Methodology for conversion

November 29th, 2011

Traditional Library retroconversion projects have focussed on finding existing high-quality MARC records to use to ‘match’ against the existing manual catalogue records. These MARC records would be acquired in bulk from a library catalogue agency through the focus of a project. Such a project would proceed through a machine matching phase, requiring additional quality control and editing to deliver an end result of high quality records with local library shelf-marks attached.

This is, however, an expensive approach, with per-record costs typically in the range $4-10 (even when records exist for machine-matching). This approach is unaffordable for a project like this, with some 536,400 records requiring conversion, and where a high-proportion of the records cannot be derived through machine-matching.

Another route is to take the information that is found on existing manual catalogue records – often reliable and authoritative information, but not structured according to the accepted standards of the MARC format, and to modify this data, without augmentation into a recognised data structure standard. This approach requires the Library to accept that these records will not fulfil the requirements of ‘high-quality’ MARC records, but has the potential to provide improved access to the existing level of information without the limitations of on-site availability.

Such a workflow could be based on existing methodology used to convert card catalogues successfully at the Bodleian[1]. This involves the mass-digitization of the cards, the keyboarding of the data contained on the cards by off-shore keyboarding agencies, and the mark-up of this keyboarded data into an XML-based encoding schema such as EAD[2] or TEI[3]. As far as the underlying data model is concerned, all the data sources from the project will be incorporated into a single object store. The indexes and views built on top of the object store will provide the ability to extract and distinguish individual collections and provide expressions of the content.

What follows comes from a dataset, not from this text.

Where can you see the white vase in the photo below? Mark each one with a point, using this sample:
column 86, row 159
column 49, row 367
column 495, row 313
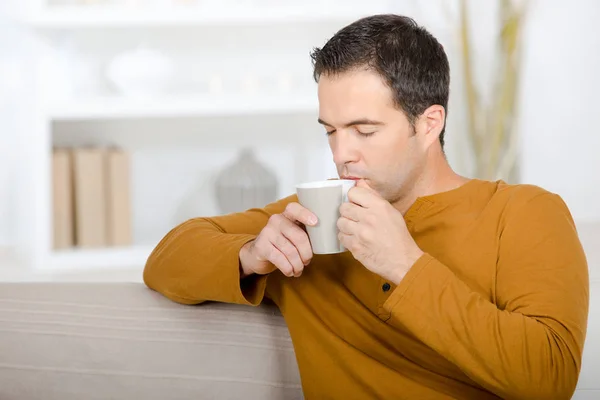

Some of the software tools need to undertake a project of this kind, such as a web-based editing tool, have already been created by the Cultures of Knowledge project[4]. In particular, we have already developed a simple yet highly efficient editorial interface that enables cataloguing staff to verify and amend the encoded textual outputs produced by a keying company, by comparing them against the images of the original card catalogue records.

Each catalogue component will be stored as a single Fedora object – and as a result can be readily augmented with comments, additional data, attachments and links to digitised images without requiring changes to the architecture of the storage system. The data from the object store can then be ‘piped’ into the Bodleian’s central resource discovery system (the Primo software provided by Ex Libris[5]) where the data can be searched alongside other large bibliographic datasets.

Depending on the findings of our pilot project with OCLC, it may also prove possible to take the resulting keyed and encoded data, use these to automatically generate suitable queries for the WorldCat API, and obtain matching MARC-21 records from WorldCat. Although records obtained in this way would need to be checked to ensure that they were a true match, they offer a rapid and potentially cost-effective way to enrich the Bodleian’s online catalogue.


[1] See http://www.history.ox.ac.uk/cofk/oxfordresources/bodleian-catalogue

[2] Encoded Archival Description see http://www.loc.gov/ead/

[3] Text Encoding Initiative see http://www.tei-c.org/index.xml

[4] See http://www.history.ox.ac.uk/cofk/

[5] See http://www.exlibrisgroup.com/category/PrimoOverview

Comments are closed.